Water better used, poverty eradicated, services improved

During the late 1980s, the Hami River, the main waterway in the east of the Xinjiang Uygur autonomous region, nearly dried up.

However, in recent years, wild birds such as egrets have been seen feeding and resting along the Hami, which is known as the "Mother River" of Hami prefecture. The birds have become a scenic attraction in the area.

Since 1998, the authorities in the prefecture have supplied water to the river to improve the environment. In 2019, the Hami River Ecological Restoration Project was launched by the authorities, who also established the Hami River National Wetland Park.

Song Zhanshi, director of the management office at the wetland park, said that by renovating more than 10,000 shantytowns near the river, preserving the original water system and adding plants, the greening rate along the waterway has risen from 18 percent to 78 percent.

The park, which stretches for about 42 kilometers north to south, is some 400 meters wide. It features pavilions by the riverside against a backdrop of gently flowing water, flowers, grass and old trees.

Abdu Kader, 84, who lives in Hami's Yizhou district, said, "It is beautiful here, and I feel very happy walking in the area every day."

The Hami River National Wetland Park attracts a wide range of visitors for leisure, entertainment, fitness activities, and simply to enjoy the scenery.

Hami has scant rainfall, and more than 70 percent of its land is desert and mountains.

The prefecture is one of the most water-deficient areas of Xinjiang, with the Hami River acting as a vital lifeline at the southern foot of the Tianshan Mountains.
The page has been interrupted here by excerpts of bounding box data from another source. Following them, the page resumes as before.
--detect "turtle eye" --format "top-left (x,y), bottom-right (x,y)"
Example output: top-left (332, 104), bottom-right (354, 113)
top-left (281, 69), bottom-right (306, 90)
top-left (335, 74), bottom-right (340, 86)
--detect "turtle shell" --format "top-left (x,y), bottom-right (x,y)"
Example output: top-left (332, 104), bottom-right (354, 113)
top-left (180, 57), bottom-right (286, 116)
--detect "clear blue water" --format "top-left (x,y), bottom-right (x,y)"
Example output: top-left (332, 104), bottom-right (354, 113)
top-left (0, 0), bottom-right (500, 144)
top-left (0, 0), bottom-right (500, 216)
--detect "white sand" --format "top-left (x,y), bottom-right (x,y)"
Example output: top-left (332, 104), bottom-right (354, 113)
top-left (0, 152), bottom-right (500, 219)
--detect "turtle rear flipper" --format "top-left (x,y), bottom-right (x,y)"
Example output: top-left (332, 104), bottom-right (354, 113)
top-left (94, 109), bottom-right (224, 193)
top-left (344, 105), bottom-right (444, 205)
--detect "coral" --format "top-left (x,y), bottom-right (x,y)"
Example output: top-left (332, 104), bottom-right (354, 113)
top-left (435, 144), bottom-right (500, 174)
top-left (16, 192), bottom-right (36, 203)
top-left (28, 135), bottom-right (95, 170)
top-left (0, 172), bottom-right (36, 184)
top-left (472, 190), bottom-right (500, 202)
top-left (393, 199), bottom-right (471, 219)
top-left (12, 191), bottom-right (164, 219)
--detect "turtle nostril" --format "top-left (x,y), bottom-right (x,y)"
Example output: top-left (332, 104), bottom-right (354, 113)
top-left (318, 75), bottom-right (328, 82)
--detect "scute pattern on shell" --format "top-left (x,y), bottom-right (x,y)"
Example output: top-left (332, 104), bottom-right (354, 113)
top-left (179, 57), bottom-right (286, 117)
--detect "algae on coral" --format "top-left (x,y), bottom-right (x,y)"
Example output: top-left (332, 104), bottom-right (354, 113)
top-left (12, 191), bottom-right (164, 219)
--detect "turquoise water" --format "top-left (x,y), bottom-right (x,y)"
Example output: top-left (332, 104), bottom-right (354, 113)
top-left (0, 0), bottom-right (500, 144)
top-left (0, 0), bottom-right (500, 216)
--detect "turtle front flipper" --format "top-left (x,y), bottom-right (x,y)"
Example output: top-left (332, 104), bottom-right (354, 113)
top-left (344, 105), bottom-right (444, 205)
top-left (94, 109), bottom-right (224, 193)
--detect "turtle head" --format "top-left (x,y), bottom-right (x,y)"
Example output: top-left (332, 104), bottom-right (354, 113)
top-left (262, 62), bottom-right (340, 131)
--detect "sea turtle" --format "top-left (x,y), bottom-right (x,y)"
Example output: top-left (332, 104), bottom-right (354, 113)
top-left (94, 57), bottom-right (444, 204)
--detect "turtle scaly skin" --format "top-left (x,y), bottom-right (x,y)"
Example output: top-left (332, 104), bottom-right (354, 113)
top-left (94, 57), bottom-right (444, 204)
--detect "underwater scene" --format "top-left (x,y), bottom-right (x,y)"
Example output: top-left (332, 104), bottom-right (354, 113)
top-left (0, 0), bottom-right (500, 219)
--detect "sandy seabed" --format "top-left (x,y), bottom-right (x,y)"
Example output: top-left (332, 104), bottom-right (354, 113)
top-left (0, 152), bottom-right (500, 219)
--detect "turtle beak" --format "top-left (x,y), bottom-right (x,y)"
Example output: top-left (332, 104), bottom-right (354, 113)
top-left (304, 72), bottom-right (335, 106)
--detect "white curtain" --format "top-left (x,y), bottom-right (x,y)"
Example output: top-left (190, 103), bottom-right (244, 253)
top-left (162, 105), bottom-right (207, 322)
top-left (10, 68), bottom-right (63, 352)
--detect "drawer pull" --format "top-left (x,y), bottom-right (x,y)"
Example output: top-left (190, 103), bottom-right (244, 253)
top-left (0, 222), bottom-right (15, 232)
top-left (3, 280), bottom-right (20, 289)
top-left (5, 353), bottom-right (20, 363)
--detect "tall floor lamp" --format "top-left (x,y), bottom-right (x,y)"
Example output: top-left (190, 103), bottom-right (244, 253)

The river is sourced mainly by melting snow on the mountains, and protecting water sources and using water more efficiently are crucial for Hami's socioeconomic development and people's livelihoods.

Despite its lack of water, Hami boasts abundant wind and solar resources. It has become a national comprehensive energy hub, mainly consisting of wind power bases and photovoltaic bases. New energy bases are planned for the area.

However, the intermittent nature and volatile characteristics of wind power and photovoltaic power pose challenges to the safe and stable operation of the grid.